Quando estamos falando de dificuldade de aprendizagem, precisamos lembrar de que existem pessoas diferentes e com formas distintas de aprender. As crianças com apenas uma dificuldade, elas apresentam um sintoma, uma barreira, que pode aparecer em consequência de várias questões:
1- Problemas relacionados à metodologia da escola ou mudanças recorrentes.
2- Problemas peculiares do próprio aluno ou família.( separação dos pais, morte de alguém próximo, falta de limites e acompanhamento escolar ou perda do padrão financeiro, dentre outros).
3- Meio desfavorável (problemas como falta de nutrição, falta de um ambiente de estudo favorável. Falta de recursos didáticos adequados).
Todas essas situações são bem pontuais e de fato interferem na aprendizagem. Muitas vezes em decorrência desses fatores, a criança desiste de se aproximar da aprendizagem e cria um bloqueio.
Quando na escola, as questões se estendem e são levadas de um ano para o outro, se instalam as lacunas pedagógicas, provocando prejuízos voltados para aquisição de novos conteúdos. Nestes casos, há um sofrimento maior e uma cobrança da família em relação a criança. Geralmente nestas situações, esses alunos precisam ser encaminhados à clínica, para que possamos voltar e rever questões anteriores que ficaram sem a devida atenção ou e estimulação. Até mesmo para que possamos descobrir onde ocorreu o bloqueio na aprendizagem e quais intervenções serão necessárias para a superação do mesmo.
Geralmente questões simples de dificuldades de aprendizagens podem ser solucionadas dentro do próprio ambiente escolar com mudança de rotina nos estudos, parceria com a família e estratégias diferenciadas de ensino.
Já os casos de transtornos de aprendizagem são de ordem neurobiológica e envolvem a incapacidade de adquirir conhecimento, reter ou usar habilidades e informações gerais. O que resulta nas dificuldades com a memória, a atenção, ou com o raciocínio.
Alguns transtornos podem atingir a área da linguagem como dislexia, disgrafia, disortografia ou as competências aritméticas como a discalculia por exemplo.

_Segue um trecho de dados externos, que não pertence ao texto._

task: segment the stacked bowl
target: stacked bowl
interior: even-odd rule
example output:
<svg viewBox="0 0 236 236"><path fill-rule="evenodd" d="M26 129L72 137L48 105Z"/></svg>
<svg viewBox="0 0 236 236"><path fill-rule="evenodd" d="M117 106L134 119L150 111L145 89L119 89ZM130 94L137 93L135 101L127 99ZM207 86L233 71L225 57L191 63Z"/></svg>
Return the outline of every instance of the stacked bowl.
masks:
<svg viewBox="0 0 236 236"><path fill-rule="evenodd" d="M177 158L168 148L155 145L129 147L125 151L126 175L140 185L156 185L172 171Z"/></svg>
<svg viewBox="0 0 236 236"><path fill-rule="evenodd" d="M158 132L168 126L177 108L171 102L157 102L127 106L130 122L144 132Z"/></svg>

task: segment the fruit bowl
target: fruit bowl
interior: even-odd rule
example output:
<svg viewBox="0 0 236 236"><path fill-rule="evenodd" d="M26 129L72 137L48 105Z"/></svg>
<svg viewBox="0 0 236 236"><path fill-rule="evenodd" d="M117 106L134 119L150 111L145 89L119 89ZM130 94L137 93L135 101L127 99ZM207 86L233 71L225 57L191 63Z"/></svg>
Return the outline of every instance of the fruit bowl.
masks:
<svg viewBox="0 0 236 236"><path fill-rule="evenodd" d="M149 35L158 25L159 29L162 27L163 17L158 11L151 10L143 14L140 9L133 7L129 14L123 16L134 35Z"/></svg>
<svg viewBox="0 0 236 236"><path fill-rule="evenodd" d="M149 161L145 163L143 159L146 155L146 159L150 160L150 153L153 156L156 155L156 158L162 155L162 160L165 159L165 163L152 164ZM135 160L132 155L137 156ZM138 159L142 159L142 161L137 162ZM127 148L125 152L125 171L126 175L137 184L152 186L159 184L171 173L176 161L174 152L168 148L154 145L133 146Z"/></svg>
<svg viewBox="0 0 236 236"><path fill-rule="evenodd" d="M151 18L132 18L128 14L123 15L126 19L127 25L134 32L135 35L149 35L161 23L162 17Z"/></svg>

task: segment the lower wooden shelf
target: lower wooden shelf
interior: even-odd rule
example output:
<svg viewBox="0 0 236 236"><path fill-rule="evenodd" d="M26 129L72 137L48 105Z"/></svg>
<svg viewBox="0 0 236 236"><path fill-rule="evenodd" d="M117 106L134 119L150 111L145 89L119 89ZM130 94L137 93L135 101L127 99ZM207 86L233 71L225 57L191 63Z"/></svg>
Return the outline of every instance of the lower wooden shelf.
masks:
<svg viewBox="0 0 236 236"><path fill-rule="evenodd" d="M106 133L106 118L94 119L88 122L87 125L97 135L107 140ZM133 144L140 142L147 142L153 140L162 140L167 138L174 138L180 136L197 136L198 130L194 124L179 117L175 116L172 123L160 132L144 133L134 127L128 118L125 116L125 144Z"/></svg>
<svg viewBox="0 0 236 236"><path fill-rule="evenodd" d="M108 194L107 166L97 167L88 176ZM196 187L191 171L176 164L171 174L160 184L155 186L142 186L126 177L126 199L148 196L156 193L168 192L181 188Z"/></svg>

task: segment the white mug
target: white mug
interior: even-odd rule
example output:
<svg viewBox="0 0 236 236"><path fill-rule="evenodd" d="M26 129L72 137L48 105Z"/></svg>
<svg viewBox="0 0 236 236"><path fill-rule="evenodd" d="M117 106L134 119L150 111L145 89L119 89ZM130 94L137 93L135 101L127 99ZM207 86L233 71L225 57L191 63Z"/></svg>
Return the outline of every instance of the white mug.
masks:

Para acompanhamento desses casos se faz necessário a avaliação psicopedagógica e uma intervenção eficiente com ou sem a integração de uma equipe multidisciplinar. O objetivo é que a criança consiga desenvolver dentro das suas condições e até mesmo do seu ritmo, a sua aprendizagem.
Uma criança com uma dificuldade de aprendizagem ou mesmo um transtorno, tem condições de aprender. Achar o caminho da aprendizagem é o segredo de um acompanhamento psicopedagógico de qualidade.